En realidad no las critica: las justifica por todas las penalidades que trae la
vejez. Ellas la evitan con su muerte voluntaria en plena juventud.
-Eran otros tiempos. Hoy no es como entonces.
-Dejando eso aparte, Gelio no dice nada de la
vejez. Es una suposición de Erasmo el que se quiten la vida por evitarla. Y esa
suposición, siglos después, fue ampliada por otro autor[3]. Este
último hace ver que se matan porque se ven reflejadas en un espejo. El espejo
las muestra como serán de viejas. Y no quieren llegar a ese horror.
-Bueno -dijo doña Paquita- pues no será tan
terrible la vejez cuando estas chicas eligieron seguir viviendo para que nadie
las viera desnudas cuando estaban muertas. Y fíjate lo que eso puede importar
entonces.
-Nada, no importa nada. No importa nada -repetí.
-Ahora, debe reconocerme que la vejez también es
la pérdida de las ilusiones...
-Está usted muy equivocada. Yo espero con
impaciencia el viernes que viene, pues estrenan una película de vaqueros, de
esas que me gustan a mí. Y me he enterado de que dentro de poco traerán otra.

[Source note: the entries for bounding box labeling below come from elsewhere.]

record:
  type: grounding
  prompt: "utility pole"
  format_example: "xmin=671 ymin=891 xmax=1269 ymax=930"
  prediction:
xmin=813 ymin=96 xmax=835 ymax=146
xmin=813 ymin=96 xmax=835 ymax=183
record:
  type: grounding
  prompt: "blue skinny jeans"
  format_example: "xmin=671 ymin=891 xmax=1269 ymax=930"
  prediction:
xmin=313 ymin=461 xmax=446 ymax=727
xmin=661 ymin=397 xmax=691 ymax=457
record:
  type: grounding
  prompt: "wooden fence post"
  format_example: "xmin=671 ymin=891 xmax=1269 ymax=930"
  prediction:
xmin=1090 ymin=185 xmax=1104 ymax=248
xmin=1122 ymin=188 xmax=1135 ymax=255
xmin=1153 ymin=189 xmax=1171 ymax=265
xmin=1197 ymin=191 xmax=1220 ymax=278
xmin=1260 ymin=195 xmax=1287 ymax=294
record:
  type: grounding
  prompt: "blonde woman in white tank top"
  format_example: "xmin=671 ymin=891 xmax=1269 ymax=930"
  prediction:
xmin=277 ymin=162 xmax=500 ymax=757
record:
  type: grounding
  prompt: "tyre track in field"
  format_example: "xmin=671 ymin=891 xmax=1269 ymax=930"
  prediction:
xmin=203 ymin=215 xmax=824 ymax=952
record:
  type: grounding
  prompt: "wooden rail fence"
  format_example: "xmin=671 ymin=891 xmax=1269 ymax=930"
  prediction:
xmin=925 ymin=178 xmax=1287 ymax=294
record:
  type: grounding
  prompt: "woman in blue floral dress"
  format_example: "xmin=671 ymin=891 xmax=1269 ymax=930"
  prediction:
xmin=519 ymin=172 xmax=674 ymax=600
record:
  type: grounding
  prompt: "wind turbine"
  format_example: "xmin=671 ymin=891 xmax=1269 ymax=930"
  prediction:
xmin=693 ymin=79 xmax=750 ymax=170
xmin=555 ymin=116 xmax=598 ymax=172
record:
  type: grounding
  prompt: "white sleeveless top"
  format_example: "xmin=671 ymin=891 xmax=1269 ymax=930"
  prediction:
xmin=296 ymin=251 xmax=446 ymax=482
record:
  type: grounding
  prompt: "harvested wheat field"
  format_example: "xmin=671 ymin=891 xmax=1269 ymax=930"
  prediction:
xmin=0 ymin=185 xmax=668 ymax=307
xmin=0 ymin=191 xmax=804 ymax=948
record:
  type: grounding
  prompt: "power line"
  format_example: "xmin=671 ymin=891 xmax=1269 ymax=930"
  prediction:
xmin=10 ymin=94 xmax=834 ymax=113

Y, además, quiero volver a releer algunos capítulos de Gelio, y escribir algo
que tengo en mente, no sé si novela o tratado filosófico... La verdadera
molestia de la vejez es no poder atarme los zapatos, o ese dolor que, de vez en
cuando, me deja tumbado en la cama. Por lo demás, y como usted sabe, el senado
da risa.
-¡Ay, hijo! -exclamó riendo-. El senado y lo que
no es el senado.
-No me diga usted a mí -le dije alegre y
hambriento por la caminata- que no está usted feliz y contenta aquí y conmigo.
-Mucho, muchísimo. Faltaría más.
-Pues ya está. Vámonos a cenar que tengo hambre.
Y el viernes que viene la invito al cine. Una del oeste y de muchos tiros. Y
que dejen de tocarnos las narices con la vejez y las vidas que se derrumban.
Estamos muy bien y muy contentos como estamos. Aunque sabemos que somos unos
privilegiados. Pero eso no es achacable a la vejez.
-Déjeme que lo coja del brazo, ilusionista.
[1] A.Gelii, Noctes atticae, XV,
x
[2] Erasmo de Rotterdam, Elogio
de la locura, cap. XXXI
[3] Marcel Schwob, El rey de
la máscara de oro, capítulo titulado “Las milesias”.